Superior Tribunal de Justiça

Acórdão

Relator(a)
Ministro Jesuíno Rissato
Órgão julgador
Sexta Turma
Data do julgamento
07/03/2023
Data de publicação
10/03/2023

STJ – Acórdão, Rel. Ministro Jesuíno Rissato, Sexta Turma, j. 07/03/2023, p. 10/03/2023

Ementa

AGRAVO REGIMENTAL NO HABEAS CORPUS. ASSOCIAÇÃO PARA O TRÁFICO. PROVA CONCRETA DA ESTABILIDADE E PERMANÊNCIA. AUSÊNCIA. ABSOLVIÇÃO. TRÁFICO DE DROGAS. DOSIMETRIA. MINORANTE DO TRÁFICO PRIVILEGIADO. INCIDÊNCIA. MODULAÇÃO DA FRAÇÃO. INVIÁVEL. QUANTIDADE UTILIZADA PARA EXASPERAR A PENA-BASE. BIS IN IDEM. AGRAVO IMPROVIDO. 1. Revela-se indispensável, para a configuração do crime de associação para o tráfico, a evidência do vínculo estável e permanente do acusado com outros indivíduos.
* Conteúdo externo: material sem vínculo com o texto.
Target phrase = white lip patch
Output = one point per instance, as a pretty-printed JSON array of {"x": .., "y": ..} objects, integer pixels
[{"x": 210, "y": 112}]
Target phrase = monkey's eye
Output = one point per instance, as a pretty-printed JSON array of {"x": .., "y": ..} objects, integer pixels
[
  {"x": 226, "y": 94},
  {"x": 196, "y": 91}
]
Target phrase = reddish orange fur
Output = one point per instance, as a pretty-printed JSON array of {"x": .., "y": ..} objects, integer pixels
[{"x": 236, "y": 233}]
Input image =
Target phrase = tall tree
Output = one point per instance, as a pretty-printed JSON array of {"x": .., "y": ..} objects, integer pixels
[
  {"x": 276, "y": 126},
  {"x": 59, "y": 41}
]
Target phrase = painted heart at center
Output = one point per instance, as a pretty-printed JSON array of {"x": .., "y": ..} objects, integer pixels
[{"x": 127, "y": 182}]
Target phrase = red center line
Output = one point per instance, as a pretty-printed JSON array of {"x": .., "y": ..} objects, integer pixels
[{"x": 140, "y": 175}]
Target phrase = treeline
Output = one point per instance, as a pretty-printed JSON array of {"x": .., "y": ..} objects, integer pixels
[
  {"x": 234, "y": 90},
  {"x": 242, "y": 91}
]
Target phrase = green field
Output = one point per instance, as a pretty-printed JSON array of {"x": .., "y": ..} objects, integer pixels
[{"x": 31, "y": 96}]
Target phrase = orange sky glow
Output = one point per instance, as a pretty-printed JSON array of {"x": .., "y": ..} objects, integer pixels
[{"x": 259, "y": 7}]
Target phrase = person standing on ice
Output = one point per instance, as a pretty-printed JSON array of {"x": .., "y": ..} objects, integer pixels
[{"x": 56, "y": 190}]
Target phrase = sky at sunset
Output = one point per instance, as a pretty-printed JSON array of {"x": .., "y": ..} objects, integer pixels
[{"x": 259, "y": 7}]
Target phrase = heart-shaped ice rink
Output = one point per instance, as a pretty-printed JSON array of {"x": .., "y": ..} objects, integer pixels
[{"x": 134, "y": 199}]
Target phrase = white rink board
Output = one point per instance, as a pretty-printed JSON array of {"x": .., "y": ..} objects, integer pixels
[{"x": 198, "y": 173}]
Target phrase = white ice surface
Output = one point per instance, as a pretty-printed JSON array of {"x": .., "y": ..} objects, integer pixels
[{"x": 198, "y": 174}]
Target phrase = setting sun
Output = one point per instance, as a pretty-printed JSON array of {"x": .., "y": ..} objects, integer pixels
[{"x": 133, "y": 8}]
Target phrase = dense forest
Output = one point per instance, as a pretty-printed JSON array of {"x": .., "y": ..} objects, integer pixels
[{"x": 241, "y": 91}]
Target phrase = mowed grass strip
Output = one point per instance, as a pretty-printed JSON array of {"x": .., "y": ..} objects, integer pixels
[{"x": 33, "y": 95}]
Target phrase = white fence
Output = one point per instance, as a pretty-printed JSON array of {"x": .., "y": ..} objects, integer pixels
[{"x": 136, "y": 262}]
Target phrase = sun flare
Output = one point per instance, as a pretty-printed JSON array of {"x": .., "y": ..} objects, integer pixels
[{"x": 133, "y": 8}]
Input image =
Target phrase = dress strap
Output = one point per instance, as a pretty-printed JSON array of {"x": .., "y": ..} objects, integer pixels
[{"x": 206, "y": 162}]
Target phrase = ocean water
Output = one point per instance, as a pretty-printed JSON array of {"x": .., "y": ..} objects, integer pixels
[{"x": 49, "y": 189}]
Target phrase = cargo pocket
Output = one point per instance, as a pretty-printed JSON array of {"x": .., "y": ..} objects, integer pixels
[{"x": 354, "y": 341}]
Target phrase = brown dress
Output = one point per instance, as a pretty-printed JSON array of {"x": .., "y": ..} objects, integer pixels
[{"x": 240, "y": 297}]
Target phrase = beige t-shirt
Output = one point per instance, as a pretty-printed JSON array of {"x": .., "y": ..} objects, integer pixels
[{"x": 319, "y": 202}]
Há que ser provado, de forma concreta e contextualizada, o crime de associação, autônomo e independentemente dos crimes individuais praticados pelo grupo associado. 2. No caso, as instâncias ordinárias fizeram somente afirmações (ilações), com base em meras suposições a respeito da prévia existência de uma associação, sem indicar elementos concretos, contextualizados, indicativos da estabilidade e permanência na associação criminosa voltada à comercialização ilícita de drogas, havendo a indicação apenas do concurso de agentes em crime de tráfico. 3. Tendo em vista que o crime de associação para o tráfico foi o único fundamento para o afastamento da causa de diminuição de pena prevista no art. 33, §4º, da Lei n. 11.343/2006, não há óbice à incidência da minorante do tráfico privilegiado, pois cumpridos os requisitos previstos no art. 33, § 4º, da Lei 11.343/2006. 4. "A jurisprudência da Sexta Turma entende que constitui indevido bis in idem a valoração negativa de idênticos fundamentos na primeira etapa da dosimetria da pena, para elevar a pena-base, e na terceira, para negar ou mesmo modular a fração da minorante do tráfico privilegiado" (AgRg no REsp n. 1782263/SP, relator Ministro Nefi Cordeiro, Sexta Turma, julgado em 5/9/2019, DJe 12/9/2019). 5. Agravo regimental improvido. (AgRg no HC n. 750.484/SC, relator Ministro Jesuíno Rissato (Desembargador Convocado do TJDFT), Sexta Turma, julgado em 7/3/2023, DJe de 10/3/2023.)